What Exactly Is a Pét Nat?
by Jessica Harding
Pét nat is an abbreviation for “pétillant naturel”—a French term that translates to “naturally sparkling.”
While it’s the wine on the tip of everyone’s lips in 2021, for the uninitiated, pét nat is actually an ancient form of Sparkling wine which harnesses the natural gases produced during fermentation to produce lightly (or sometimes very) spritzy wines, packed with personality.
Maybe you already knew that. After all, pét nat has been très hip for a few years now; all the cool kids are drinking it. But even if you’ve cracked a few bottles of the stuff, it’s entirely possible you still had no clue what actually qualifies as pét nat, or how these sparkling wines differ from other types of bubbly.
Here's your answer...
There are many ways to get fizz into a wine, some simply use a massive glorified soda stream type machine and inject fizz into still wine and then bottle, they are shit. Sparkling wines that get the best results are those that use bottle fermentation to gain the famous fizz. Try and remember that wine Fermentation is yeast eating the sugar, like bees collect pollen and honey is the byproduct of bees, in wine fermentation the by-product is alcohol, co2 and a little heat. In Champagne they use Method Traditional to gain their fizz and the basic steps are as follows:
- Press the grapes very lightly, the juice taken from this is known as the cuvee.
- Fermentation takes place, yeast is added to the must and ferments till the wine is “Dry” ( Dry means sugar dry all the sugar in the juice has been eaten by the yeast )
- Wine is bottled Dry but a little bit of unfermented grape juice and yeast is added before a crown seal ( beer bottle style cap ) is added.
- The unfermented grape juice ferments adding a little more alcohol but most importantly, releasing C02 that dissolves into the wine not being able to escape.
- and POP… they have made sparkling wine.
- The wine is left with the dead yeast cells in bottle, some leave them for up to 20 years on lees to add a complex flavours before they disgorge, add some sugar cane juice to balance acidity, add a cork and Bob’s your uncle.
Still with us? Knowing that just makes this next bit easier to grasp.

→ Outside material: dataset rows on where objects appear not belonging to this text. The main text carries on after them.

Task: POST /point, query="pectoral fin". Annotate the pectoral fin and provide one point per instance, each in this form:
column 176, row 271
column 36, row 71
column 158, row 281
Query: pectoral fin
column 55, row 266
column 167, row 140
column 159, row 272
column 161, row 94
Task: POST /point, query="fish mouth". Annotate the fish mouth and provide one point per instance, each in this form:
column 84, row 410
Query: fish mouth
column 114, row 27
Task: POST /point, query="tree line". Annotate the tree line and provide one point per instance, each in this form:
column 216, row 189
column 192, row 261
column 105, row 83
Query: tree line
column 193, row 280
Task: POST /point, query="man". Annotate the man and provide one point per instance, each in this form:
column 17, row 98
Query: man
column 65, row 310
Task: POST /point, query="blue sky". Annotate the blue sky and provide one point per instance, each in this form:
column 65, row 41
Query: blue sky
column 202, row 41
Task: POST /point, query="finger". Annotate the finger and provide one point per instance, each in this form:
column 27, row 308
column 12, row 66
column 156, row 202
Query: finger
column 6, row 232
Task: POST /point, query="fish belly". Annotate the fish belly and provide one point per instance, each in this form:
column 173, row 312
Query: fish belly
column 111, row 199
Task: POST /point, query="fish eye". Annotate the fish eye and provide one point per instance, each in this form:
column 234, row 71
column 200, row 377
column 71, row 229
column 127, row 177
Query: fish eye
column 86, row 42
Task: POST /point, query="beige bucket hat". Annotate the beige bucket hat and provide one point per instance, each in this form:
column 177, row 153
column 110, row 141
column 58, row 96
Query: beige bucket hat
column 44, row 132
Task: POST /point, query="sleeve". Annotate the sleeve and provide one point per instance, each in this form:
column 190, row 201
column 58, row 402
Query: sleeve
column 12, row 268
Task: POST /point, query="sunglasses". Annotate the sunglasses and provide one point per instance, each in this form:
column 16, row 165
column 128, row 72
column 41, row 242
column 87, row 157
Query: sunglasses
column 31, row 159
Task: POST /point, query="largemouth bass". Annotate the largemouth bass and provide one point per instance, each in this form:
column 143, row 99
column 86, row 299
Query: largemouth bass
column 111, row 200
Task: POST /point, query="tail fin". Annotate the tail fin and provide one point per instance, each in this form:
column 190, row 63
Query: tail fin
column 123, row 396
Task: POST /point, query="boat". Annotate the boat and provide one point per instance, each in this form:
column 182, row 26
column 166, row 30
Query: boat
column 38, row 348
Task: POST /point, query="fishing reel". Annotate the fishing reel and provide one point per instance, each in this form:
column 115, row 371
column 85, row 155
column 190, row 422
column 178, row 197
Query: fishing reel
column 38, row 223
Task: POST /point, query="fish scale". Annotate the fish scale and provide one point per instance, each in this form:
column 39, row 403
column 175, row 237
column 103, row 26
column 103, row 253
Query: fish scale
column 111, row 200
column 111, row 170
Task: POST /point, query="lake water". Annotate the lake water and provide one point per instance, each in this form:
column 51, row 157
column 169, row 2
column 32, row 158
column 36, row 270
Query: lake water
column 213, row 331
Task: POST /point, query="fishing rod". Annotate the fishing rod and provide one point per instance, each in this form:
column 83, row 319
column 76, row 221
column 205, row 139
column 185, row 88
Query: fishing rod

So pét nat starts the same way… We press the juice off and start fermentation in a vessel or tank, but just before it finishes fermenting, we bottle and seal it. The last bit of fermentation takes place in the bottle producing a naturally sparkling dry wine with no additions.
From there we simply disgorge it. That's it... Nothing further.
The result is approachable fruity, honest mouth watering sparkling wine.